The economic decline was relentless throughout the late seventies and early eighties. For now added to the problems of steel were those of the automobile industry. Mismanagement had brought the American automobile industry to the brink of ruin, crippling its ability to compete with its rivals in Europe and Japan. Now, faced with
dwindling sales, the auto companies joined Bethlehem Steel in drastically slashing even the more senior members of their labor force. Thousands were laid off and by early 1982 barely skeleton work crews maintained General Motors, Ford, and Bethlehem.

There can be no question but that the decline of Buffalo's economy is related to the decline that is affecting all of industry during the late 1970s and early 1980s.

1983

Goldome is formed by Buffalo Savings Bank, and soon becomes the largest thrift in the nation in consumer and commercial finance, and the 11th largest mortgage banking company.

Bethlehem Steel Company closes its Lackawanna steel making facility. The coke ovens and byproducts division, coal strip mill, 13" and 12" bar mills, and the galvanizing department still remain.

Bethlehem's Lackawanna plant employment had declined from almost 20,000 in 1965 to 8,500 in 1977 before further declining to a skeleton crew in 1982. The loss of these jobs results in a major fiscal crisis for the City of Lackawanna and a crisis for Buffalo and towns in Erie County. The effect on the local economy is significant.

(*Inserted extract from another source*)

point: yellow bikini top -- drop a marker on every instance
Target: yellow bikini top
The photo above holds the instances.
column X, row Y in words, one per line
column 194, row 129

1984 Republic Steel Corporation Buffalo plant closes.

Bethlehem's 12"bar mill closes.

1985

May 18, the first segment of the Buffalo Light Rail Rapid Transit System opens. Construction took six years, disrupted business along Main street, and made driving downtown a motorist's hell on wheels



Buffalonian Herbert Hauptman awarded the Nobel Prize in chemistry for devising mathematical methods to determine crystal structures - an advance that promises to pinpoint the causes of many genetic illnesses.